In a groundbreaking study, scientists from Japan have identified a gene signature known as iFerroptosis, associated with iron overload-induced hepatic ferroptosis. This discovery, published in Hepatology Communications on May 29, 2025, could pave the way for new therapeutic targets for liver diseases.
Led by Professor Toshiro Moroishi of the Institute of Science Tokyo and Dr. Takashi Matsumoto from Kumamoto University, the research team evaluated the associated genes in both mice and human liver injury systems. Their findings suggest that iFerroptosis could serve as a biomarker for liver injuries, offering insights into unique therapeutic targets.
The Mechanism of Ferroptosis
Ferroptosis is a form of cell death triggered by excess intracellular iron, which leads to the production of highly reactive oxygen species. These species rapidly oxidize phospholipids, causing cellular damage. While ferroptosis has been linked to various diseases, recent evidence implicates it in liver pathologies such as fibrosis, cirrhosis, liver cancer, and hepatic ischemia-reperfusion injuries (HIRI).
The Japanese team addressed a significant gap in the field: the lack of a reliable model for iron overload-induced ferroptosis. By developing an innovative mouse model, they were able to identify specific gene expression patterns that may inform potential therapeutic interventions.
Development of the Mouse Model
To create the model, researchers developed liver-specific FBXL5 knockout (FBXL5 liver-KO) mice. FBXL5 is a protein that helps regulate cellular iron levels. The knockout mice were then fed a high iron diet to induce ferroptosis. “In the present study, we used this FBXL5 liver-KO to establish an iron overload-induced ferroptosis model and identify commonly regulated genes in the hepatic response to ferroptosis using a transcriptome-wide approach,” explains Moroishi.
Compared to control mice, the FBXL5 liver-KO mice exhibited increased levels of liver damage and high levels of lipid peroxidation, characteristic of ferroptosis. These findings confirmed that FBXL5 liver-KO mice were ideal models for studying hepatic ferroptosis.
Identifying the iFerroptosis Gene Signature
Through transcriptomic comparison, the researchers identified a marked difference in gene expression profiles between control and FBXL5 liver-KO mice. This led to the identification of 100 commonly upregulated genes, establishing an integrated ferroptosis gene signature for hepatic ferroptosis, termed iFerroptosis.
The gene expression profiles of this model were also compared with those of a redox potential reduction-induced ferroptosis model, further validating the iFerroptosis signature.
Implications for Human Health
To understand the impact of ferroptosis on postoperative recovery, the researchers examined preoperative serum iron levels in 174 patients undergoing hepatic resections.

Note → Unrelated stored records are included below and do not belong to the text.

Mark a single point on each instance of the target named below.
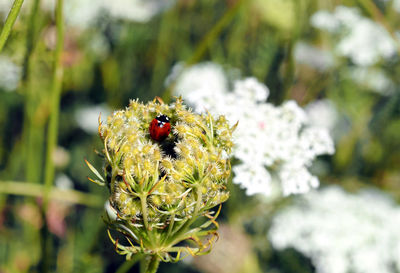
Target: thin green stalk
(153, 265)
(37, 190)
(12, 16)
(207, 40)
(214, 33)
(30, 39)
(33, 129)
(52, 132)
(129, 263)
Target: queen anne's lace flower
(342, 232)
(272, 143)
(158, 189)
(361, 39)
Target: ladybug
(160, 127)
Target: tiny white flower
(341, 232)
(362, 40)
(270, 141)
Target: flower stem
(129, 263)
(55, 102)
(12, 16)
(153, 265)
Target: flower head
(341, 232)
(272, 143)
(158, 189)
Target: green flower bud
(159, 189)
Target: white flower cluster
(10, 74)
(360, 39)
(273, 144)
(342, 232)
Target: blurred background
(339, 60)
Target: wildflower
(159, 189)
(271, 143)
(360, 39)
(341, 232)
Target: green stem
(153, 265)
(37, 190)
(129, 263)
(55, 102)
(144, 211)
(176, 235)
(12, 16)
(207, 40)
(214, 33)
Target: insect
(160, 127)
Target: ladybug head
(162, 118)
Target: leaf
(93, 169)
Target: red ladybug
(160, 127)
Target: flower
(341, 232)
(272, 143)
(360, 39)
(159, 189)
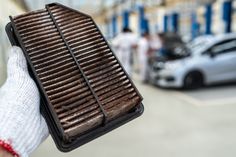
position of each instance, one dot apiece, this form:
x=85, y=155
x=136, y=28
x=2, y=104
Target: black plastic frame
x=51, y=119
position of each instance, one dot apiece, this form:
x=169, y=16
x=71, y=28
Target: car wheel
x=193, y=80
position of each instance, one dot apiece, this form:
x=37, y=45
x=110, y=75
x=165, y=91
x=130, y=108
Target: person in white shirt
x=143, y=52
x=124, y=44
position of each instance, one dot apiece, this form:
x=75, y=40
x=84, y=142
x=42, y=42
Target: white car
x=212, y=62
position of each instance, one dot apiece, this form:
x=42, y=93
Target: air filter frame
x=51, y=119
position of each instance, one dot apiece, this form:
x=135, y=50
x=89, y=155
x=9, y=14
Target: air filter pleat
x=83, y=81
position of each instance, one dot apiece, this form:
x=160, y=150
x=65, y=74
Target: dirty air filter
x=85, y=92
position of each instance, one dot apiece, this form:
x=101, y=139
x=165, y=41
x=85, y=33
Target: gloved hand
x=22, y=128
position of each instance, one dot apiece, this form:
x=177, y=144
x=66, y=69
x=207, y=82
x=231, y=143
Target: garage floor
x=198, y=123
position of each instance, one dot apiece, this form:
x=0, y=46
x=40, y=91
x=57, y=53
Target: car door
x=221, y=62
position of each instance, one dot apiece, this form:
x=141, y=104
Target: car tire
x=193, y=80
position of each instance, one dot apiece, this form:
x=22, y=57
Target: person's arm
x=4, y=153
x=22, y=128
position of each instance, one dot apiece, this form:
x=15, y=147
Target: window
x=224, y=47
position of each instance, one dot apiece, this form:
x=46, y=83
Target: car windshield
x=199, y=43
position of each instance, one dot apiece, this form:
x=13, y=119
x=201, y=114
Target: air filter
x=85, y=91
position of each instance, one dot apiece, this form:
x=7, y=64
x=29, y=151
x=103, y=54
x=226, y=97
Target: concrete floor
x=175, y=124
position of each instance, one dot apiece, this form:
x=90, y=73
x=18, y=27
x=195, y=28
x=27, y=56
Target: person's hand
x=22, y=128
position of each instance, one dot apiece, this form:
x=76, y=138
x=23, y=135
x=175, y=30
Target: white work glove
x=22, y=128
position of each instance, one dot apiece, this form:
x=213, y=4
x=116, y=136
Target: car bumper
x=165, y=78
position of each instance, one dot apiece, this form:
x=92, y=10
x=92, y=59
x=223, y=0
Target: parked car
x=212, y=62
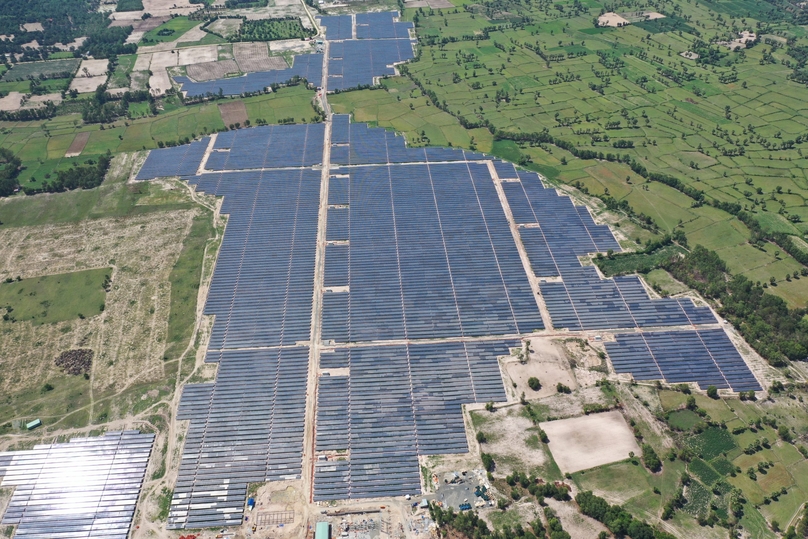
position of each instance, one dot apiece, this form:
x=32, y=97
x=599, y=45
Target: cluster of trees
x=765, y=321
x=104, y=108
x=9, y=170
x=618, y=520
x=83, y=177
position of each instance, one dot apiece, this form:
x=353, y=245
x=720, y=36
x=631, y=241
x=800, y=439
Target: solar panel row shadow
x=87, y=487
x=355, y=63
x=306, y=66
x=397, y=403
x=430, y=254
x=557, y=233
x=263, y=282
x=706, y=357
x=245, y=427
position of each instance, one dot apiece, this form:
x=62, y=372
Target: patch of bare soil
x=546, y=361
x=129, y=336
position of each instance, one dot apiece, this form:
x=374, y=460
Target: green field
x=23, y=71
x=42, y=144
x=170, y=30
x=55, y=298
x=549, y=69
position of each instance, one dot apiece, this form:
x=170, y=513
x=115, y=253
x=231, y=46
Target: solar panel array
x=417, y=247
x=557, y=233
x=705, y=356
x=430, y=255
x=264, y=278
x=306, y=66
x=358, y=144
x=272, y=146
x=247, y=427
x=381, y=26
x=337, y=27
x=86, y=488
x=380, y=43
x=399, y=402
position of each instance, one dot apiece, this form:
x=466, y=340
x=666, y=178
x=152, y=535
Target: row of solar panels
x=88, y=487
x=704, y=356
x=397, y=403
x=368, y=26
x=430, y=254
x=246, y=427
x=355, y=63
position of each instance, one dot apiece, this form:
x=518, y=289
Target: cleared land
x=55, y=298
x=585, y=442
x=49, y=69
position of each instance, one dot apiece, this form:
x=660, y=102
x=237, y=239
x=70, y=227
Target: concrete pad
x=585, y=442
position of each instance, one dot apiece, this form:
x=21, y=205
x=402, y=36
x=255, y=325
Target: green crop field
x=24, y=71
x=42, y=144
x=729, y=126
x=170, y=30
x=54, y=298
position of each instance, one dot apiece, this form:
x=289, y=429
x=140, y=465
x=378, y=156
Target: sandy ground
x=548, y=362
x=612, y=19
x=16, y=101
x=507, y=432
x=584, y=442
x=75, y=44
x=32, y=27
x=87, y=84
x=78, y=144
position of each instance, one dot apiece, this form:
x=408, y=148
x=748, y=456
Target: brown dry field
x=233, y=112
x=580, y=443
x=78, y=144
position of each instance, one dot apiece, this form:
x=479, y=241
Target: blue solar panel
x=398, y=402
x=706, y=357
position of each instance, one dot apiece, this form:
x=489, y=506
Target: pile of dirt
x=76, y=361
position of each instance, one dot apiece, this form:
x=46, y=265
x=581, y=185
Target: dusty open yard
x=580, y=443
x=548, y=362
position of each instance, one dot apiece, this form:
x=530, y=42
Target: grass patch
x=55, y=298
x=185, y=277
x=703, y=471
x=712, y=442
x=637, y=262
x=170, y=30
x=683, y=419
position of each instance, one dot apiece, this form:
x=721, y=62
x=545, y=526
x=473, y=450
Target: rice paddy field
x=728, y=128
x=42, y=145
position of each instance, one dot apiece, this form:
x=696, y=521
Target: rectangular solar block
x=706, y=357
x=88, y=487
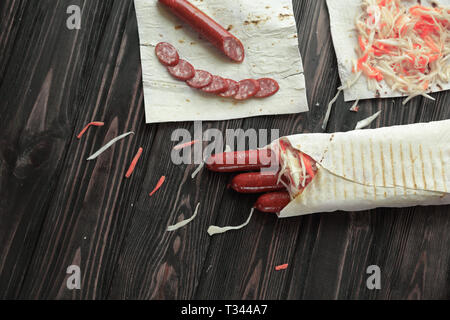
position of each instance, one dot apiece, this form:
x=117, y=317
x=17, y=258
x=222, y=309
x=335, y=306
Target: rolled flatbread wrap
x=400, y=166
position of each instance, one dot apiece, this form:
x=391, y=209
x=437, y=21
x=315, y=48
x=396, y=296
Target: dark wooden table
x=57, y=209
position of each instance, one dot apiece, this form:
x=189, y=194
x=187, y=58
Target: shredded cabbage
x=407, y=47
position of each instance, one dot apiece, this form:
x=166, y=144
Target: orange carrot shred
x=158, y=185
x=282, y=267
x=134, y=163
x=92, y=124
x=185, y=145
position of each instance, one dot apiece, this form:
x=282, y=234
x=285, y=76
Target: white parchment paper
x=268, y=31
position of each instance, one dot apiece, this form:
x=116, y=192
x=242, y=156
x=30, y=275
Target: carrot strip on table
x=109, y=145
x=92, y=124
x=134, y=163
x=282, y=267
x=158, y=185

Patients with high preoperative serum iron levels showed significant enrichment of iFerroptosis gene signatures and had sustained postoperative liver damage compared to those with lower iron levels.
“Utilizing the iFerroptosis gene set may help to further understand ferroptosis-related hepatic disorders and offer insights into potential therapeutic strategies targeting ferroptosis to improve outcomes in patients with liver diseases,” concludes Moroishi.
This study not only identified a gene signature characteristic of hepatic ferroptosis but also highlighted how high serum iron levels may predict delayed postoperative recovery in patients with liver disorders.
The findings underscore the potential of iFerroptosis as a biomarker and therapeutic target, offering a new avenue for research and treatment in liver diseases. As the medical community continues to explore the implications of ferroptosis, this study provides a crucial foundation for future work.